Our winter wedding was breathtaking. Soft light, crisp air, every detail perfectly ours. And our honeymoon in England felt like stepping into the dream I’d once planned for myself. All the cities I had mapped out for a backpacking trip becoming the backdrop to our first days as husband and wife.

Then came the surprise… I was pregnant with Ethan.

My mind spun: college unfinished, plans paused, my carefully laid life suddenly shifting.

But Colin’s joy was contagious. His reassurance steady.

And it was in that moment I realized that every step, every leap, every risk I’d ever taken had led me here. To this love, this family.

Smiling softly, I shake the memories from my mind and look back at my blog homepage. The last post was dated January 16, 2025, just over six months ago.

The Aspen trip I took with Ethan and Alicia never made it onto the blog; I only posted photos of the places we visited and a few recommendations.

I prefer keeping my personal life private, never exposing the kids.

Colin couldn’t join us either, Montgomery Clifford & Co.

was on the brink of a hostile takeover, and he couldn’t spare a single day away.

After receiving the USA Today proposal three years ago, the blog stopped being a priority, though I never abandoned it completely. If I write for one of the most widely read newspapers in the country, it’s because of the audience I built through A Small World.

Now, I post only occasionally. The one who keeps my blog alive, secures sponsors, and makes sure the whole thing doesn’t fall apart is my best friend from high school, Mark—an absolute tech genius. Just thinking of him makes me smile.

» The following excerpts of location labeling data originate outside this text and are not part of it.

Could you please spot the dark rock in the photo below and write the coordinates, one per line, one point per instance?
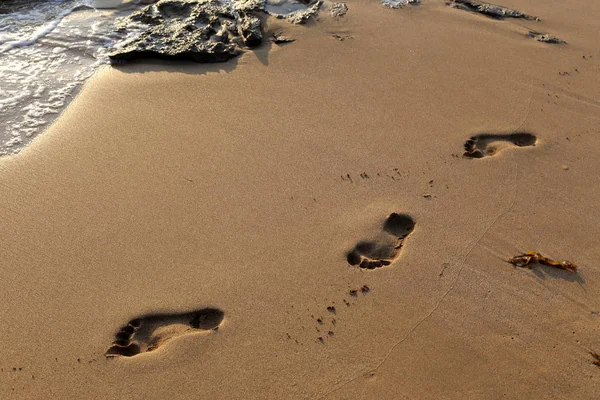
(250, 30)
(399, 3)
(201, 31)
(545, 38)
(490, 10)
(301, 13)
(279, 38)
(338, 10)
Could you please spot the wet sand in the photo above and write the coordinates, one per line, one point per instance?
(169, 188)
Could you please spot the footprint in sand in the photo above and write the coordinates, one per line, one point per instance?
(385, 248)
(149, 332)
(488, 144)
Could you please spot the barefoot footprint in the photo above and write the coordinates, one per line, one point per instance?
(486, 144)
(386, 247)
(149, 332)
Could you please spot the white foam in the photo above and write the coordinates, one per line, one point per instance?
(47, 52)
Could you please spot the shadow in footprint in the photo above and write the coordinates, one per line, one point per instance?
(488, 144)
(383, 251)
(150, 331)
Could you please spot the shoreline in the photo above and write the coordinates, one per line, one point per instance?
(168, 188)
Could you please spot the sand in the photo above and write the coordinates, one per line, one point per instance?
(172, 188)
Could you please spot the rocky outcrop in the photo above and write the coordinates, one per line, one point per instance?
(202, 30)
(490, 10)
(299, 13)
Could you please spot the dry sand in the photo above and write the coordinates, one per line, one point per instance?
(171, 188)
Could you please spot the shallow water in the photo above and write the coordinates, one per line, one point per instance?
(48, 49)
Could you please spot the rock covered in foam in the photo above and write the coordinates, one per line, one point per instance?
(204, 30)
(201, 31)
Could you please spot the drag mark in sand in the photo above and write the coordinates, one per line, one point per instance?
(486, 144)
(489, 10)
(384, 250)
(149, 332)
(427, 316)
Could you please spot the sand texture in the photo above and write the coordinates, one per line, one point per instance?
(214, 217)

He’s been in San Francisco for months now, working on some ultra-secret project, and we hardly talk anymore. I reach for my phone and type a quick text.

Me: Miss you. Drop a hello sometimes so I know you’re still alive.

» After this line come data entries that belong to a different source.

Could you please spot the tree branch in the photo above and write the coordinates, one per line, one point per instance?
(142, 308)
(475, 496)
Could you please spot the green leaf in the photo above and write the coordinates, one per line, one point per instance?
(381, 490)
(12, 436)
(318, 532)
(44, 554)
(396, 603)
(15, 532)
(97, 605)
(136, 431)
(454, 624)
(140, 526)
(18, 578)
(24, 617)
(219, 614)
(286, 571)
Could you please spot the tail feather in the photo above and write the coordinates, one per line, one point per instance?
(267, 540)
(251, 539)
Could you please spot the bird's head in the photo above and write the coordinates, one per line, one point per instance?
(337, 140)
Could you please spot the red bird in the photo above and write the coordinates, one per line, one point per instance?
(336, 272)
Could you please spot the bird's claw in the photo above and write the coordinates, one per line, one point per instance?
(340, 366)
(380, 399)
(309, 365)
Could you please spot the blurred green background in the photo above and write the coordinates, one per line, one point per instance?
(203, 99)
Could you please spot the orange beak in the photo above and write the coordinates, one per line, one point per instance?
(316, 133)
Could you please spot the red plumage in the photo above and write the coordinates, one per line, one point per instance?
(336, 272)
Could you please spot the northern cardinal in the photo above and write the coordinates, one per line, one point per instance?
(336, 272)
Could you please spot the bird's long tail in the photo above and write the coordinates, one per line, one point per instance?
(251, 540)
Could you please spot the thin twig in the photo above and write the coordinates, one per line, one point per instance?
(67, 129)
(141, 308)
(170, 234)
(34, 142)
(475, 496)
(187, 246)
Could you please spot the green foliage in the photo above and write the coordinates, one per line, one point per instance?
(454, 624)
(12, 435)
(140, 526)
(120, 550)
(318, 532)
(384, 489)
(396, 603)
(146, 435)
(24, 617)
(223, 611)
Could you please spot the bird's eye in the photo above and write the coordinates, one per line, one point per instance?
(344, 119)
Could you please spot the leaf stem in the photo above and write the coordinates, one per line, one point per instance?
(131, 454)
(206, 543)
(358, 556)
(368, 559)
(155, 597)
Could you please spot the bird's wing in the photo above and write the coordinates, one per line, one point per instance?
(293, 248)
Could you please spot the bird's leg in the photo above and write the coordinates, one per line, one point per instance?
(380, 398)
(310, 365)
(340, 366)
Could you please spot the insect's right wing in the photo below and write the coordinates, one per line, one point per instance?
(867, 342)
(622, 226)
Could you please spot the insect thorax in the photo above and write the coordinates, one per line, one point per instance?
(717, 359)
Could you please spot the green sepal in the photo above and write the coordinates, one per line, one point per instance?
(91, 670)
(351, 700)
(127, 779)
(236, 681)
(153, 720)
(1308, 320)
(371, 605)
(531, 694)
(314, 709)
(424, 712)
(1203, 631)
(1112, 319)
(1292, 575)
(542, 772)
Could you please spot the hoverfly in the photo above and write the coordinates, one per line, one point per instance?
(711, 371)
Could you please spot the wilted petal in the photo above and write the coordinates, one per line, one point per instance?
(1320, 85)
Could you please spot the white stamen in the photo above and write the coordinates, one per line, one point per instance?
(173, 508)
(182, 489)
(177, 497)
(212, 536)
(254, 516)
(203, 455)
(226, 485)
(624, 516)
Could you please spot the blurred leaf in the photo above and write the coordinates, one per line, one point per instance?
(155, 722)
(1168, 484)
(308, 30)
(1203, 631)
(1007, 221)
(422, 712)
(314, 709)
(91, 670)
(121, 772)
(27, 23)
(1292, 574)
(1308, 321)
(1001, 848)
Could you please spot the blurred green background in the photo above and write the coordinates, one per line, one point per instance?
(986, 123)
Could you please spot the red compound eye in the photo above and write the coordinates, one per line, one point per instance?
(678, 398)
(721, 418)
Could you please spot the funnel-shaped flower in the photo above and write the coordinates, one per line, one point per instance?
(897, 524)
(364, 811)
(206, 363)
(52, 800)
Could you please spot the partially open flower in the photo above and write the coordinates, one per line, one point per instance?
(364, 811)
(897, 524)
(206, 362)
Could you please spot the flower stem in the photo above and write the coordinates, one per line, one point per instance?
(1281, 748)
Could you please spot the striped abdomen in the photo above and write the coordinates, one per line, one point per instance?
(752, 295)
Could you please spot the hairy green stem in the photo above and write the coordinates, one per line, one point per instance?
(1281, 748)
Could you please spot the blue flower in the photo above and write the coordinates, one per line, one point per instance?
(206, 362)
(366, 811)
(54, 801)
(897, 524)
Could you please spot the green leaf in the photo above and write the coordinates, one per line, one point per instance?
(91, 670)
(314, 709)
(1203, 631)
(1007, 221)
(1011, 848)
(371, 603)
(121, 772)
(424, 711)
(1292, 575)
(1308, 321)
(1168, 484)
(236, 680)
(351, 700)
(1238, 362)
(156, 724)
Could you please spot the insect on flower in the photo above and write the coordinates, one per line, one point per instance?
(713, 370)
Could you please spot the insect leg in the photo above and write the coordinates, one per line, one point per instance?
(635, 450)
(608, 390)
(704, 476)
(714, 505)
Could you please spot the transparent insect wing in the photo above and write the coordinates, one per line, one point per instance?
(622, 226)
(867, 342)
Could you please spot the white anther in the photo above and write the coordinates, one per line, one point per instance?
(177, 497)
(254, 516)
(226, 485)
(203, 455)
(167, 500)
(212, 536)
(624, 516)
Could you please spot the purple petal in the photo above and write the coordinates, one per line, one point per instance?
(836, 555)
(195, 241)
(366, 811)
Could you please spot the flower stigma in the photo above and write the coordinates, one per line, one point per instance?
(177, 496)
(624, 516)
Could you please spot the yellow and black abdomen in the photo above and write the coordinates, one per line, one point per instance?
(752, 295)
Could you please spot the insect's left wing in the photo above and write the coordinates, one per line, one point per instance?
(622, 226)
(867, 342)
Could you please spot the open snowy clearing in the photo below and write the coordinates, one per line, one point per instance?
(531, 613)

Less than five minutes later, his reply lights up the screen:

Mark: I’ll be there before summer ends. Tell your jealous husband he’s going to have to share you with me again.

I send a gif of a little girl sticking her tongue out and laugh, the sound carrying through the still sunroom.

As soon as I set my phone down, another message appears. I smile, expecting Mark… but my stomach drops when I see the name.

Colin: Emergency meeting with a client in Tokyo. Not sure what time I’ll get home, or if I can make it back tonight. I love you.

It’s nearly ten. I sigh, swallow the sting in my throat, and start typing.

Me: Make sure you eat and take care of yourself. I love you too.

I can’t quite explain my reaction to his text. It’s happened before, and somehow it never gets easier. With the memories still lingering warm and bright in my mind, the contrast hits harder.

It’s bittersweet… realizing just how much things have changed.